To reach these conclusions, he used data from 1920 and 1940 census records, including social security death records, and a sibling-based identification strategy. They looked at life expectancy outcomes for American men who were between the ages of 24 and 35 and owned a home.
Controlling for factors like education, race, income, marital status, and family background, the study found that property value had very little impact on life expectancy.
Although, Oxford noted that the data of people used was restricted in terms of gender, ethnicity, nationality, and historical context.
“This study also shows that there is a meaningful, statistically significant difference in life expectancy between Americans owning their home and those who rent, with homeowners in early adulthood living approximately six months longer at age 65 than those who rent,” Breen added.
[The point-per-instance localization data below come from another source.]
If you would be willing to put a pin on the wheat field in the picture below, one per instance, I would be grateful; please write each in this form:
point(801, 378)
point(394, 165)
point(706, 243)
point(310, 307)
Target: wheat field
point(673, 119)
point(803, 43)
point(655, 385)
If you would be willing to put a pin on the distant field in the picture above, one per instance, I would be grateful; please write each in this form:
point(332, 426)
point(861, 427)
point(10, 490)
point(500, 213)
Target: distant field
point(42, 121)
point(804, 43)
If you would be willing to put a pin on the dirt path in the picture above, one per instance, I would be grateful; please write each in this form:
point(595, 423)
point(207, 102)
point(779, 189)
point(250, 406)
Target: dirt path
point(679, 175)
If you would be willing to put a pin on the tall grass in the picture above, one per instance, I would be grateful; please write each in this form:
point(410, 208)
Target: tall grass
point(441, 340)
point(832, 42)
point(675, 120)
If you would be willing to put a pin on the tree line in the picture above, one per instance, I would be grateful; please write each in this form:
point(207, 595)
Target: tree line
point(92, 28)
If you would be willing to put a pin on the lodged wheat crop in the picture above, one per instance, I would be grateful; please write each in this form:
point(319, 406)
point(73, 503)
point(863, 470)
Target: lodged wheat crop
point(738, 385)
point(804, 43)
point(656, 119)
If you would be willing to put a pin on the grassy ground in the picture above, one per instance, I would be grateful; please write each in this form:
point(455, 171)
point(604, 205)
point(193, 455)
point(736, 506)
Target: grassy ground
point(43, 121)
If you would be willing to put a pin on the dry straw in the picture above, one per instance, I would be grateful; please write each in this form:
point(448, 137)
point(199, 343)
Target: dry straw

The study said that, going forward, expanding homeownership opportunities for minorities could be helpful in mitigating racial disparities in mortality in the US. Although, there are multiple factors complicating home ownership these days, like the economy and climate change.
Decades later, the gaps remain. The homeownership rate in the US is nearly 66 percent, according to financial services company Bankrate. Bankrate said that it increased by just over 10 million from 2010 to 2020: a smaller increase than in any other decade between 1950 and 2010. Among young adults, it said homeownership had declined from 45 percent in 1990 to 39 percent.
Agency Simply Insurance said that while 74 percent of white Americans own their home, only 47 percent of Black Americans are homeowners. A National Association of Realtors report from last year said that the gap between Black and white Americans was the largest in a decade, and Harvard University’s Joint Center for Housing Studies found that Black, Hispanic, and Native American households were less likely to be homeowners in every US state but Hawaii.
More single women own homes than men, but the Pew Research Center said in 2023 that the edge was narrowing. Single women owned 58 percent of the nearly 35.2 million homes owned by unmarried Americans, while single men owned 42 percent.
Among households headed by an unmarried person ages 65 and older, about 6 million more were headed by women: which could be because women live longer than men. A LendingTree analysis of the latest U.S. Census Bureau data said single women own 2.71 million more homes than single men.
Breen told The Independent that the data were limited to men because women often change their names during marriage, and he plans to investigate the link between homeownership on life expectancy for women in a follow-up study.
“I anticipate I’ll find similar mortality benefits for women, but of course I won’t know until I have completed the follow-up study,” he said via email.